Currently, Media Lab Europe has 20 full-time employees, and Burger expects that the lab will eventually employ 200 to 250 people. "I have a strong bias toward bringing in young people that are at the beginning of their careers, highly ambitious, visionary and are looking for a career-defining experience," Burger says. With four principal researchers hired already - two of whom are Irish expats - he hopes that they will attract the necessary graduate students and interns, and that critical mass will start to build.
The third major project that the government has undertaken is a long-term plan to lure world-class researchers to Ireland with comprehensive grants in key strategic areas, such as biotechnology and information and communications technology.
The Technology Foresight Fund, for which US$600 million has been set aside by the Irish Parliament, will support small numbers of researchers and their teams for a three- to five-year period.
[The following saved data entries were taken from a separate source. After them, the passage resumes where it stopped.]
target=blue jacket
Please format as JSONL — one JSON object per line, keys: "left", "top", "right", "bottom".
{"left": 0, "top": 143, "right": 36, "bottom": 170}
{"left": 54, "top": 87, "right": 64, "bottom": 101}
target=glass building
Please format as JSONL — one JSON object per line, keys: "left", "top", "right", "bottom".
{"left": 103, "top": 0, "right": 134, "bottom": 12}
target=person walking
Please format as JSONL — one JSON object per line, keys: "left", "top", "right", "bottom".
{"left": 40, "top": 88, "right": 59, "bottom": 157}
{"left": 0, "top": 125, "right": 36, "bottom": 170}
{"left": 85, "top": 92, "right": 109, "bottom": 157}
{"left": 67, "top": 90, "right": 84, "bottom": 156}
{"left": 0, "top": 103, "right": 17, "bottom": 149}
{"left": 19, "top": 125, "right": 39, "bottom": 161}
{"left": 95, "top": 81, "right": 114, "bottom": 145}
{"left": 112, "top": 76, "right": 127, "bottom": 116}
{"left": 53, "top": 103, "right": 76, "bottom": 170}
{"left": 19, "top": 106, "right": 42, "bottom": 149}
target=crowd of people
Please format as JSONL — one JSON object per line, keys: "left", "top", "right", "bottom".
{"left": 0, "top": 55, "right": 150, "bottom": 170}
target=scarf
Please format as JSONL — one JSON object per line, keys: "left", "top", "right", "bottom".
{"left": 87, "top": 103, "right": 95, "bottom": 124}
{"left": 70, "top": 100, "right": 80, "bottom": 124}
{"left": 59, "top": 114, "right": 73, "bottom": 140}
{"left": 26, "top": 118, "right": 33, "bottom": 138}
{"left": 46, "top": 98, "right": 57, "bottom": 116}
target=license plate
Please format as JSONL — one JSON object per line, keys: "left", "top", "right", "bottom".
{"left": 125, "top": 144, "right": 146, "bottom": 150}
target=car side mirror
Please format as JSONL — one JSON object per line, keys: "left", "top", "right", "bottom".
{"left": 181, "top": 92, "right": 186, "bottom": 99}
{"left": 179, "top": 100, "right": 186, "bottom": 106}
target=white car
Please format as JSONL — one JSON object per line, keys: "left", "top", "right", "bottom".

The fund is designed to upgrade the level of technical research, a problem identified in ICSTI's analysis. "We were not in the high-level bracket in terms of research excellence in the country," says Conor O'Carroll, senior policy adviser to Forfas, Ireland's national advisory board for enterprise, trade, science, technology and innovation. "If we want to create companies in this country and encourage indigenous industry to get involved in high-level research, the way we have to do it is by supporting high-level research in Ireland."
Within the research community, deals like these don't come along too often. Unlike fellowships or project grants, which usually cover only some salaries and equipment costs, these Foresight grants - up to US$1.2 million a year - will cover the full costs associated with running a research team of 10 to 12 people for five years. This includes salaries, equipment, travel and materials. The comprehensive packages free researchers from endless rounds of begging for funding. Forfas also discourages fundees from teaching, a time-consuming task that many undertake to buttress their slim research grants. This allows researchers to focus solely on their projects, and "it makes them ours," O'Carroll says, an important benefit for a country that is trying to attract and grow its own cadre of talented scientists and researchers.
In its first call, the fund received 77 proposals from researchers in Australia, Canada, France, Germany, Ireland, Slovakia, the United Kingdom and the United States - just the sort of diversity it was hoping for. "When you think about it, what [the researchers] are saying is that if successful, they will move lock, stock and barrel over to Ireland for five years. And that's what we want," O'Carroll says. If everything goes well, they'll want to stay and perhaps pursue further research through the fund.
Because the goal is to get Ireland on the map in terms of scientific and technological research, only world-class individuals will receive funding. The fund's board of assessors rated applicants on a scale that ranged from fair to outstanding and chose only those scientists who were stars within the top 10 percent of their field. "We don't want the excellent; we don't want anything below that. We're setting the mark at outstanding," O'Carroll says. They care as much - if not more - about the calibre and potential of the researcher as they do about the specific research proposal. "The [research assessors] might come back to us and say, 'We've got 42 proposals in bio, but nobody is outstanding there,'" he says. "Fine. That's the way it is. We only fund if the quality is there."